Ils n’ont cependant pas réussi à empêcher certaines livraisons d’armes par leurs alliés récemment, en provenance notamment d’ex-Yougoslavie. Alors que Barack Obama s’est opposé à la livraison d’armes aux rebelles syriens, la position plus souple de l’axe franco-britannique a vraisemblablement permis aux Saoudiens et aux Qataris de financer ces cargaisons. Ces dernières restent toutefois très insuffisantes pour inverser le rapport de force, toujours très favorable à Bachar el-Assad, approvisionné en armes par la Russie. Les rebelles manquent notamment de moyens anti-aériens.

Quelle est la position de l’Arabie saoudite?

L’aide militaire saoudienne est surtout livrée, selon Thomas Pierret, à des groupes d’anciens militaires déserteurs, comme le Conseil militaire révolutionnaire, dirigé par le colonel Abdel Jabbar al-Oqaidi, à Alep. Contrairement à une idée répandue, « c’est moins aux groupes djihadistes tel Jabhat al-Nusra qu’à ces groupes de militaires qui ont fait défection au cours ces deux dernières années que l’Arabie saoudite apporte son aide. Ce sont eux que les Saoudiens rêvent de voir prendre le pouvoir », estime Thomas Pierret.

Le dialogue inter-Syrien est-il possible?

Les offres de dialogue semblent vouées à l’échec pour la plupart des observateurs. « Le régime a offert de dialoguer tout en définissant un cadre de négociation qui réduit tout accord de l’opposition à une capitulation, explique Peter Harling, de l’International Crisis Group. Les adversaires du régime en concluent qu’ils doivent faire davantage pour changer le rapport de force sur le terrain pour parvenir à un processus politique plus crédible. Ce qui a changé, c’est beaucoup et peu à la fois: l’objectif est d’enclencher des négociations sérieuses menant à la chute du régime, au lieu de simplement attendre que celui-ci ne tombe comme un fruit mur », complète le chercheur.

Comment expliquer l’offre de Moaz el Khatib, chef de l’opposition?

Le chef de la Coalition nationale syrienne sait que le régime ne négociera pas son suicide. Mais « il n’était pas en mesure de résister aux pressions diplomatiques des grandes puissances », juge Thomas Pierret. Il l’a fait aussi pour des raisons intérieures. Il s’agit de savoir qui, dans l’opposition, remporte le soutien de la rue: « faucons » du Conseil National Syrien ou les « colombes » comme Moaz al-Khatib. En l’occurrence, « la proposition de ce dernier a été bien reçue par une grande partie de la population, qui est si désespérée de la situation sur le terrain, qu’elle est prête à s’accrocher à l’illusion d’une négociation, même si celle-ci n’est pas réaliste », explique Thomas Pierret.

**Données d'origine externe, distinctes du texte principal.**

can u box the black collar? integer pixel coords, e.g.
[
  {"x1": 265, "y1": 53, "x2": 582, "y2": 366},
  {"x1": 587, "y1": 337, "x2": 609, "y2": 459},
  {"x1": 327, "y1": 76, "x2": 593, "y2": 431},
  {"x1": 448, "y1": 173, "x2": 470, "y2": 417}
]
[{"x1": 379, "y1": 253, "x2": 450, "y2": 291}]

Pour lui, le dialogue n’a aucune chance d’aboutir et n’est même pas le signe, comme certains aimeraient le croire, que le régime est aux abois. Par le passé, et avant cette crise, rappelle-t-il, le régime a plusieurs fois lancé des propositions de dialogue avec l’opposition alors interdite, n’aboutissant à chaque fois qu’à diviser les opposants entre ceux qui acceptent de négocier et les autres, tout en faisant l’économie d’offrir une quelconque avancée en matière de droits.

Peut-on espérer une évolution de la Russie?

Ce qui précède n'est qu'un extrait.